La desertificazione della Calabria e la politica del do ut des

Riceviamo e pubblichiamo

"La Calabria, terra martoriata da secoli, vive del proprio sudore sperperato al vento da incapacità espresse in molti settori, quali la politica dell’agroalimentare e del turismo quest’ultimo privo anche di un assessore regionale ormai da molti anni.

Le inadeguate risposte al territorio ed ai mercati da parte di una classe dirigente che dirige poco e malissimo, a volte è attenta solo ai propri interessi, ha determinato quello che da anni è sotto gli occhi di tutti: la desertificazione della Calabria. Ormai non sono solo i figli che lasciano la Calabria in numeri sempre più rilevanti ma, come anni a dietro, anche i padri che, offesi  dalla povertà  incalzante, si vedono costretti alla migrazione–emigrazione, mentre ettari di terreno incolti  non vengono utilizzati per la coltura di  eccellenze agroalimentari e  l’artigianato è pressoché inesistente senza politiche di sostegno. Il turismo è  ridotto  ormai alle due settimane a cavallo di Ferragosto in molte aree della Calabria prive di un’offerta di qualità, data  la difficoltà di far quadrare i conti degli imprenditori per la mancata utenza. I dati statistici degli ultimi anni vedono la Campania con 471 milioni di pernottamenti  mentre la Calabria ne registra 9 milioni nonostante l’impegno dei rappresentanti delle categorie.

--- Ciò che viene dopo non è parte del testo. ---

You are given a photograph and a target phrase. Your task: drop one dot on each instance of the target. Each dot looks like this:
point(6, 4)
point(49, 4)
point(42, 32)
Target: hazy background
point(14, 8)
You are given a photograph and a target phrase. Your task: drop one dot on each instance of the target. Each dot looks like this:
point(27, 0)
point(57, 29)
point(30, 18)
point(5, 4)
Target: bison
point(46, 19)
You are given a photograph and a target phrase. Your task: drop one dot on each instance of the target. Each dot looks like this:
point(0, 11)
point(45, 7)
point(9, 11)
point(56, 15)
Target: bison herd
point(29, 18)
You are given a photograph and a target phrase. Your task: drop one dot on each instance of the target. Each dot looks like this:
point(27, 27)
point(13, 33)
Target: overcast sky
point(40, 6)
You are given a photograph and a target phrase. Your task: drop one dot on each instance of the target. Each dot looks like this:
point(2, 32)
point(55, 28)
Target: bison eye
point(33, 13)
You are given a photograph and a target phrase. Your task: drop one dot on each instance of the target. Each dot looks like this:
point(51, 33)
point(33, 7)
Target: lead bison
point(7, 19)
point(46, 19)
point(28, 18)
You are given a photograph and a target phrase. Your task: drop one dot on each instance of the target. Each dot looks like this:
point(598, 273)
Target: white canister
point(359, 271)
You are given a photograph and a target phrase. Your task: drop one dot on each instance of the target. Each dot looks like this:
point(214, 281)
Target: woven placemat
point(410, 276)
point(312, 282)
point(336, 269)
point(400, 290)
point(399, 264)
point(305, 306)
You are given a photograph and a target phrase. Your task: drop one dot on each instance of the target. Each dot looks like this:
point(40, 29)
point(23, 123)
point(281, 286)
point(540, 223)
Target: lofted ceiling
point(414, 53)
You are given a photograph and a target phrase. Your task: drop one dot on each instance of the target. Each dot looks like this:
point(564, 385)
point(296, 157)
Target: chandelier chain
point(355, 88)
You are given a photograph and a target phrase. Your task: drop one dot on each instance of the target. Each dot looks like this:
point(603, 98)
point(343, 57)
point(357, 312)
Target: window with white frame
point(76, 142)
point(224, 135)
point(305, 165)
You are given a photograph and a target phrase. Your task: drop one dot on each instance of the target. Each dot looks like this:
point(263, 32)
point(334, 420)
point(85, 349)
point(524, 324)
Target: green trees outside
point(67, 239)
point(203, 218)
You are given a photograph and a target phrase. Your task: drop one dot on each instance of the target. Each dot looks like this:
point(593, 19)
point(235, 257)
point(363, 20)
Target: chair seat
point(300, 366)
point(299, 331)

Abbiamo negli anni visto un susseguirsi di governatori più o meno dediti al fine ultimo di un miglioramento della Regione, ma la mia domanda è “Ma voi ci credete”? Basta considerare le molteplici inchieste della magistratura quando si parla d’infrastrutture che il pensiero corre subito alla strada statale 106 che vede, sempre per incompetenza, ancora una volta rimandare il suo ampliamento, mentre continua a mietere morte. E’ un pò come il miraggio dell’aeroporto di Sibari, il non adeguamento di quello di Scalea ad aeroporto pubblico e della gestione a singhiozzo di quello di Crotone.

Quando si parla di progetti politici in questo periodo ci si riferisce alle candidature alla Regione; a tal proposito ho capito che il primo argomento per la  fattibilità dell’impresa sono i soldi da investire sul progetto politico, non il progetto stesso laddove esista e che spesso viene menzionato solo in pubblico, ma non su tavoli tecnici per la serietà con la quale meriterebbe una regione deficitaria come la nostra pur sempre piena di talenti che esportiamo in ogni parte del mondo e di quelli che con coraggio combattono ogni giorno  scegliendo di rimanere sul territorio con un sistema intriso di ogni sorta di difficoltà.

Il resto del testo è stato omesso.